For me, a typical American child who grew up with sugary cereal and mounds of Halloween candy, it took me 10 years to get rid of the last vestige of uncontrolled refined sugar at a holiday: jelly beans at Easter.
Why do “Carbs Make You Hungry?”
One way to remember this phenomenon is to consider the bear getting ready for hibernation. In the Fall, the bear shifts to eating berries to “stock up” before the wintertime food deprivation, and the berries make the bear eat more berries until the winter comes.
I think the same effect is seen in people. Sugary foods make you want to eat more sugary foods. The problem is, in people today, the cruel twist of fate is that the ‘wintertime food deprivation’ never comes. So we just keep storing the extra sugar calories as fat, and our waistlines grow. (That is, if you are eating carbohydrates!)
How do you manage carbohydrate withdrawal?
Most people manage the sugar cravings with sweet things, just not things sweetened with sugar. Any of the non-sugar sweeteners are okay for a short time. If the cravings are very strong or prolonged, some practitioners use glutamine supplements to treat sugar cravings.
So, if you are a carbohydrate addict, or have a tendency toward carbohydrate addiction, then the idea of having ‘just a taste’ is NOT going to be a good idea.

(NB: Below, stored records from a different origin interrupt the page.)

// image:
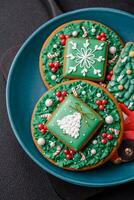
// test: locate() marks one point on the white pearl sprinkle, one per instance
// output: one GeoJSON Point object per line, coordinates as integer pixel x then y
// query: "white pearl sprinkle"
{"type": "Point", "coordinates": [41, 141]}
{"type": "Point", "coordinates": [94, 142]}
{"type": "Point", "coordinates": [93, 151]}
{"type": "Point", "coordinates": [112, 50]}
{"type": "Point", "coordinates": [53, 77]}
{"type": "Point", "coordinates": [74, 33]}
{"type": "Point", "coordinates": [98, 95]}
{"type": "Point", "coordinates": [109, 119]}
{"type": "Point", "coordinates": [49, 102]}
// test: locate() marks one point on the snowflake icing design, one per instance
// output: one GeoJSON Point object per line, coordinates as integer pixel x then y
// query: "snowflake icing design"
{"type": "Point", "coordinates": [85, 58]}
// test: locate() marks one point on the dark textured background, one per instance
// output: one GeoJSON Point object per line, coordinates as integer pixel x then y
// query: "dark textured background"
{"type": "Point", "coordinates": [20, 178]}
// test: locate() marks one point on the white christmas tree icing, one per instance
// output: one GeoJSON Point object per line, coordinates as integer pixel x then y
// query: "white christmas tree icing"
{"type": "Point", "coordinates": [85, 58]}
{"type": "Point", "coordinates": [70, 124]}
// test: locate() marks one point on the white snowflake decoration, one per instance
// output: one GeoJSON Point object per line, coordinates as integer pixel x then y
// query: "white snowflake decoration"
{"type": "Point", "coordinates": [85, 58]}
{"type": "Point", "coordinates": [70, 124]}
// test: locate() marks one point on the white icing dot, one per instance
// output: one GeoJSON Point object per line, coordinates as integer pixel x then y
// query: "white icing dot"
{"type": "Point", "coordinates": [41, 141]}
{"type": "Point", "coordinates": [109, 119]}
{"type": "Point", "coordinates": [93, 30]}
{"type": "Point", "coordinates": [83, 92]}
{"type": "Point", "coordinates": [94, 142]}
{"type": "Point", "coordinates": [98, 95]}
{"type": "Point", "coordinates": [74, 33]}
{"type": "Point", "coordinates": [112, 50]}
{"type": "Point", "coordinates": [93, 151]}
{"type": "Point", "coordinates": [53, 77]}
{"type": "Point", "coordinates": [49, 102]}
{"type": "Point", "coordinates": [55, 46]}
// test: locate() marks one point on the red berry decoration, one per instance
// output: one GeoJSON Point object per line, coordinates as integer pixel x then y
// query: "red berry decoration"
{"type": "Point", "coordinates": [61, 36]}
{"type": "Point", "coordinates": [58, 93]}
{"type": "Point", "coordinates": [109, 136]}
{"type": "Point", "coordinates": [68, 156]}
{"type": "Point", "coordinates": [63, 93]}
{"type": "Point", "coordinates": [101, 107]}
{"type": "Point", "coordinates": [66, 151]}
{"type": "Point", "coordinates": [72, 151]}
{"type": "Point", "coordinates": [56, 64]}
{"type": "Point", "coordinates": [40, 126]}
{"type": "Point", "coordinates": [63, 42]}
{"type": "Point", "coordinates": [102, 34]}
{"type": "Point", "coordinates": [98, 102]}
{"type": "Point", "coordinates": [104, 135]}
{"type": "Point", "coordinates": [53, 69]}
{"type": "Point", "coordinates": [51, 64]}
{"type": "Point", "coordinates": [61, 99]}
{"type": "Point", "coordinates": [103, 141]}
{"type": "Point", "coordinates": [104, 101]}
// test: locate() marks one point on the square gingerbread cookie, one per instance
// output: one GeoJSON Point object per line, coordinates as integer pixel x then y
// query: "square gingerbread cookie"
{"type": "Point", "coordinates": [74, 123]}
{"type": "Point", "coordinates": [85, 58]}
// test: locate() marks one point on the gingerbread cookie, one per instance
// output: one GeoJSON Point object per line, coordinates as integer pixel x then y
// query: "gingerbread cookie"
{"type": "Point", "coordinates": [77, 125]}
{"type": "Point", "coordinates": [96, 43]}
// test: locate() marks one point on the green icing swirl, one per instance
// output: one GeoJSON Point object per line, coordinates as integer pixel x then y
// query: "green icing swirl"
{"type": "Point", "coordinates": [102, 150]}
{"type": "Point", "coordinates": [111, 37]}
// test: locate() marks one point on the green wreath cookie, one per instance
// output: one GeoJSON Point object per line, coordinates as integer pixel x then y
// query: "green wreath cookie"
{"type": "Point", "coordinates": [86, 49]}
{"type": "Point", "coordinates": [77, 125]}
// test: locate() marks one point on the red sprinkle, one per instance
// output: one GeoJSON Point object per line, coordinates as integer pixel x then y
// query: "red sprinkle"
{"type": "Point", "coordinates": [104, 135]}
{"type": "Point", "coordinates": [109, 136]}
{"type": "Point", "coordinates": [103, 141]}
{"type": "Point", "coordinates": [58, 93]}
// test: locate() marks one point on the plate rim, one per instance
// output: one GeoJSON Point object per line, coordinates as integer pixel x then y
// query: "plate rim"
{"type": "Point", "coordinates": [76, 182]}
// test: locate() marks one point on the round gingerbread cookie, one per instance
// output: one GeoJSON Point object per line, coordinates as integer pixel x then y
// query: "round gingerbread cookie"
{"type": "Point", "coordinates": [77, 125]}
{"type": "Point", "coordinates": [96, 51]}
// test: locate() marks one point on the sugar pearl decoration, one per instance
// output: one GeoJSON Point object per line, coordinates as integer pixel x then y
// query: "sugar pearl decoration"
{"type": "Point", "coordinates": [112, 50]}
{"type": "Point", "coordinates": [53, 77]}
{"type": "Point", "coordinates": [94, 142]}
{"type": "Point", "coordinates": [93, 151]}
{"type": "Point", "coordinates": [98, 95]}
{"type": "Point", "coordinates": [74, 33]}
{"type": "Point", "coordinates": [41, 141]}
{"type": "Point", "coordinates": [109, 119]}
{"type": "Point", "coordinates": [49, 102]}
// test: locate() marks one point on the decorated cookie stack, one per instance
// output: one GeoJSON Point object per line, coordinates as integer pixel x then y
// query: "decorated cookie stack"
{"type": "Point", "coordinates": [78, 124]}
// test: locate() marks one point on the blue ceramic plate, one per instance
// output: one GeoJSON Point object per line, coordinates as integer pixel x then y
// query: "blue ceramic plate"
{"type": "Point", "coordinates": [24, 87]}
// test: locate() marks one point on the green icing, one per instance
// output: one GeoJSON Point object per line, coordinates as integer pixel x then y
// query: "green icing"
{"type": "Point", "coordinates": [123, 75]}
{"type": "Point", "coordinates": [79, 122]}
{"type": "Point", "coordinates": [85, 58]}
{"type": "Point", "coordinates": [87, 93]}
{"type": "Point", "coordinates": [111, 38]}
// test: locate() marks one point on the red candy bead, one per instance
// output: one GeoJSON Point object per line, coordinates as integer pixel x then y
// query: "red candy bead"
{"type": "Point", "coordinates": [103, 141]}
{"type": "Point", "coordinates": [108, 77]}
{"type": "Point", "coordinates": [56, 64]}
{"type": "Point", "coordinates": [103, 39]}
{"type": "Point", "coordinates": [63, 42]}
{"type": "Point", "coordinates": [66, 151]}
{"type": "Point", "coordinates": [53, 69]}
{"type": "Point", "coordinates": [102, 34]}
{"type": "Point", "coordinates": [104, 101]}
{"type": "Point", "coordinates": [109, 136]}
{"type": "Point", "coordinates": [67, 36]}
{"type": "Point", "coordinates": [40, 126]}
{"type": "Point", "coordinates": [72, 151]}
{"type": "Point", "coordinates": [51, 64]}
{"type": "Point", "coordinates": [58, 93]}
{"type": "Point", "coordinates": [98, 37]}
{"type": "Point", "coordinates": [61, 99]}
{"type": "Point", "coordinates": [101, 107]}
{"type": "Point", "coordinates": [104, 135]}
{"type": "Point", "coordinates": [68, 156]}
{"type": "Point", "coordinates": [63, 93]}
{"type": "Point", "coordinates": [61, 36]}
{"type": "Point", "coordinates": [98, 102]}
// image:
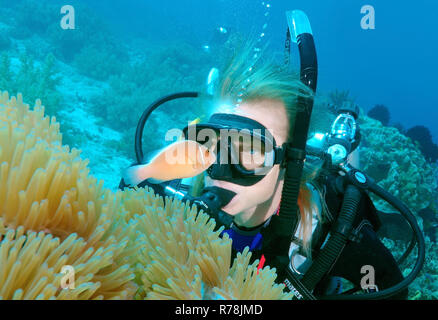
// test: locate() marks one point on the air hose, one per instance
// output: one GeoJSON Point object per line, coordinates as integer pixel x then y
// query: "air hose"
{"type": "Point", "coordinates": [407, 214]}
{"type": "Point", "coordinates": [144, 117]}
{"type": "Point", "coordinates": [338, 238]}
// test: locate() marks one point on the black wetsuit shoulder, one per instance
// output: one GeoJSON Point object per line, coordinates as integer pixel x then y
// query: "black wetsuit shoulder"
{"type": "Point", "coordinates": [367, 249]}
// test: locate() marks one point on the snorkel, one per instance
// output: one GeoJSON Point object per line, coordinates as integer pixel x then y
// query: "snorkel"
{"type": "Point", "coordinates": [283, 226]}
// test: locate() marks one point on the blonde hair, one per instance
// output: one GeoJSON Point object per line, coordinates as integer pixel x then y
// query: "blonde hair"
{"type": "Point", "coordinates": [248, 78]}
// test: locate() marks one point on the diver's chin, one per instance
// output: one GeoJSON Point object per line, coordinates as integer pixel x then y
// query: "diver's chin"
{"type": "Point", "coordinates": [230, 208]}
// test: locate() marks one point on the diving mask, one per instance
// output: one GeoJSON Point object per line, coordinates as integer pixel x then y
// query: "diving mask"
{"type": "Point", "coordinates": [245, 149]}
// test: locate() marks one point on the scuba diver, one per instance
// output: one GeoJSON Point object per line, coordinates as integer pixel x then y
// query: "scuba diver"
{"type": "Point", "coordinates": [297, 203]}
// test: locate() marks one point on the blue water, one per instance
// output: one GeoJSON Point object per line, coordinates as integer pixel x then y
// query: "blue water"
{"type": "Point", "coordinates": [395, 64]}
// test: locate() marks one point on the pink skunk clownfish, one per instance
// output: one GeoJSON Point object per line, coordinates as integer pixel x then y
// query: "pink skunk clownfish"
{"type": "Point", "coordinates": [182, 159]}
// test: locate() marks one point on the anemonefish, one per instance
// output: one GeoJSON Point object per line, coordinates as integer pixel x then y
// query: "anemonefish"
{"type": "Point", "coordinates": [182, 159]}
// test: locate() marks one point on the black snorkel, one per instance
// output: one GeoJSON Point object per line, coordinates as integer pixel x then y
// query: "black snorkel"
{"type": "Point", "coordinates": [355, 183]}
{"type": "Point", "coordinates": [283, 226]}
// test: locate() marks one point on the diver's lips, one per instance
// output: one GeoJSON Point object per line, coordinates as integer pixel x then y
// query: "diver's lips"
{"type": "Point", "coordinates": [230, 204]}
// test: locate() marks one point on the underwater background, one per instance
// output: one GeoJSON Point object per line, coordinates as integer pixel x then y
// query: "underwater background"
{"type": "Point", "coordinates": [98, 78]}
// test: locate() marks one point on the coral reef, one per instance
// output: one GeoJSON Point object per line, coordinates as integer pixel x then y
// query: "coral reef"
{"type": "Point", "coordinates": [397, 165]}
{"type": "Point", "coordinates": [380, 112]}
{"type": "Point", "coordinates": [33, 80]}
{"type": "Point", "coordinates": [121, 245]}
{"type": "Point", "coordinates": [422, 135]}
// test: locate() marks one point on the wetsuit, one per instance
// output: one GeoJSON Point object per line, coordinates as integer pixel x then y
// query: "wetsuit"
{"type": "Point", "coordinates": [365, 249]}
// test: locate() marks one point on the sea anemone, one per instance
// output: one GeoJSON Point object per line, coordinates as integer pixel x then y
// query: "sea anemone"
{"type": "Point", "coordinates": [122, 245]}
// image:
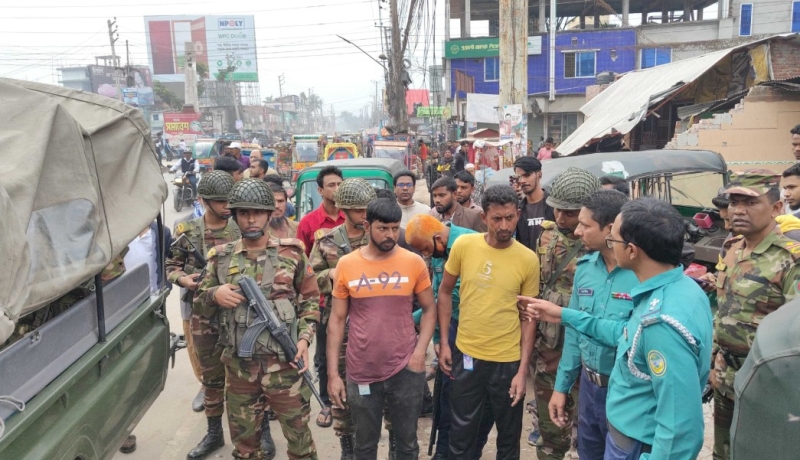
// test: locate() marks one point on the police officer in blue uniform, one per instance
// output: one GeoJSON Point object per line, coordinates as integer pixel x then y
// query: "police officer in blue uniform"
{"type": "Point", "coordinates": [663, 353]}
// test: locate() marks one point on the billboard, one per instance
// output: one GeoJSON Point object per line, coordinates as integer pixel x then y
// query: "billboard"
{"type": "Point", "coordinates": [105, 80]}
{"type": "Point", "coordinates": [215, 40]}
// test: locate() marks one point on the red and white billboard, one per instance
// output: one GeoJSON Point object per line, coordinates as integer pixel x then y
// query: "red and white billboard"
{"type": "Point", "coordinates": [215, 40]}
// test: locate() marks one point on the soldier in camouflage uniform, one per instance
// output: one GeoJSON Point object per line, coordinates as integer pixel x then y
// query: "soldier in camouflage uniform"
{"type": "Point", "coordinates": [281, 268]}
{"type": "Point", "coordinates": [183, 269]}
{"type": "Point", "coordinates": [352, 198]}
{"type": "Point", "coordinates": [757, 276]}
{"type": "Point", "coordinates": [559, 251]}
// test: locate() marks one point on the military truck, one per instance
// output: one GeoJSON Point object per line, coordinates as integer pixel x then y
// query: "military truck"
{"type": "Point", "coordinates": [80, 181]}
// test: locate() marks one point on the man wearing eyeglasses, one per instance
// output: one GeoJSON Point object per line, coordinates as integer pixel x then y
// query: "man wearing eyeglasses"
{"type": "Point", "coordinates": [404, 187]}
{"type": "Point", "coordinates": [654, 406]}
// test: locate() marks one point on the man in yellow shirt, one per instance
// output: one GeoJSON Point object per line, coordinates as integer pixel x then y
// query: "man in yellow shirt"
{"type": "Point", "coordinates": [493, 347]}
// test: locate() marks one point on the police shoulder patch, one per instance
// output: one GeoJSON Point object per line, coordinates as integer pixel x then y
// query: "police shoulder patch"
{"type": "Point", "coordinates": [657, 363]}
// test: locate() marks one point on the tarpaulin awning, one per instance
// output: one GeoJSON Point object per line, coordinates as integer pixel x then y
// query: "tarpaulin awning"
{"type": "Point", "coordinates": [626, 102]}
{"type": "Point", "coordinates": [80, 180]}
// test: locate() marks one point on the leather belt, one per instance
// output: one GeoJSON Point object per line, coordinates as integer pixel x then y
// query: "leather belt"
{"type": "Point", "coordinates": [595, 377]}
{"type": "Point", "coordinates": [626, 443]}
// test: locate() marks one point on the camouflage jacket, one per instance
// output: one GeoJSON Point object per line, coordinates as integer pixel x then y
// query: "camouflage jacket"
{"type": "Point", "coordinates": [750, 287]}
{"type": "Point", "coordinates": [292, 290]}
{"type": "Point", "coordinates": [182, 262]}
{"type": "Point", "coordinates": [554, 247]}
{"type": "Point", "coordinates": [329, 247]}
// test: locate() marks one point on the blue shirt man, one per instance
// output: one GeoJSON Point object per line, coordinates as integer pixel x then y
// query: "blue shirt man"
{"type": "Point", "coordinates": [663, 355]}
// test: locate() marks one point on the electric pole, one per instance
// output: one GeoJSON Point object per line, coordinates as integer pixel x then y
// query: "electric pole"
{"type": "Point", "coordinates": [281, 80]}
{"type": "Point", "coordinates": [514, 55]}
{"type": "Point", "coordinates": [115, 61]}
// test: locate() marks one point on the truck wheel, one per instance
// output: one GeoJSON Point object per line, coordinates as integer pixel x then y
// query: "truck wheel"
{"type": "Point", "coordinates": [177, 196]}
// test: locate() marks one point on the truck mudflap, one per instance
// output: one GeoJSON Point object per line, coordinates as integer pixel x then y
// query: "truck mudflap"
{"type": "Point", "coordinates": [83, 397]}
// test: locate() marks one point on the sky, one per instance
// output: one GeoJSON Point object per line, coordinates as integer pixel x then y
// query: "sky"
{"type": "Point", "coordinates": [296, 39]}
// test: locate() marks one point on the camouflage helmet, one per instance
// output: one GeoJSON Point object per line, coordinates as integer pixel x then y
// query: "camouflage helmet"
{"type": "Point", "coordinates": [572, 188]}
{"type": "Point", "coordinates": [215, 185]}
{"type": "Point", "coordinates": [251, 194]}
{"type": "Point", "coordinates": [354, 194]}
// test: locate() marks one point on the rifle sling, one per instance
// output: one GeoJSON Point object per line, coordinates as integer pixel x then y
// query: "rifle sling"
{"type": "Point", "coordinates": [561, 266]}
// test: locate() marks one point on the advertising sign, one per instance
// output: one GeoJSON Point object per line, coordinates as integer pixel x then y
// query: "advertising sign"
{"type": "Point", "coordinates": [216, 40]}
{"type": "Point", "coordinates": [106, 79]}
{"type": "Point", "coordinates": [514, 129]}
{"type": "Point", "coordinates": [433, 111]}
{"type": "Point", "coordinates": [484, 47]}
{"type": "Point", "coordinates": [188, 126]}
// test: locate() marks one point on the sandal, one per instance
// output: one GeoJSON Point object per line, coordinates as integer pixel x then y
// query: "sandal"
{"type": "Point", "coordinates": [325, 419]}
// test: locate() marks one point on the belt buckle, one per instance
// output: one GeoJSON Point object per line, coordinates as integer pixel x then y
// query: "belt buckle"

It would be similar to telling a smoker who has just recently quit smoking that “it’s okay to just have a puff on a cigarette.” For those of you who have never smoked—this is NOT a good idea. Most people who try “just a puff” go back to smoking the full pack a day or amount that they smoked before.
If you still aren’t sure about carbohydrate addiction, watch the lecture that Jackie Eberstein gave on the 2012 Low Carb Cruise. It is quite compelling.
Some Low Carb Tips from Dr. Eric Westman
- Eat more fat. Fat makes you feel full and puts you in charge. Have a piece of cheese, or meat before you go to the Holiday buffet.
- Know that carbs (sugar and starch) make you hungry.
- Have “just a taste” – “Just a taste” is usually enough. If you are faced with wedding cake, desserts, carb-filled side dishes that you want to try, or you cannot refuse (for social reasons), 5 grams of carbohydrate in the entire bloodstream is roughly equivalent to the amount of carbohydrates in a teaspoon of sugar.
- Have sugar-free sweet things – Until the ‘sweet tooth’ subsides, have sugar-free jello or sugar-free jello pudding at the ready.
- Lustig RH. The toxic truth about sugar. Nature 2012;482:27-29.
- Ventura T, Santander J, Torres R, Contreras AM. Neurobiologic basis of craving for carbohydrates. Nutrition 2013.
- Ahmed SH, Guillem K, Vandaele Y. Sugar addiction: pushing the drug-sugar analogy to the limit. Curr Opin Clin Nutr Metab Care 2013;16:434-439.
- Gearhardt A, Roberts M, Ashe M. If sugar is addictive…What does it mean for the law? The Journal of Law, Medicine and Ethics 2013;41:46-49.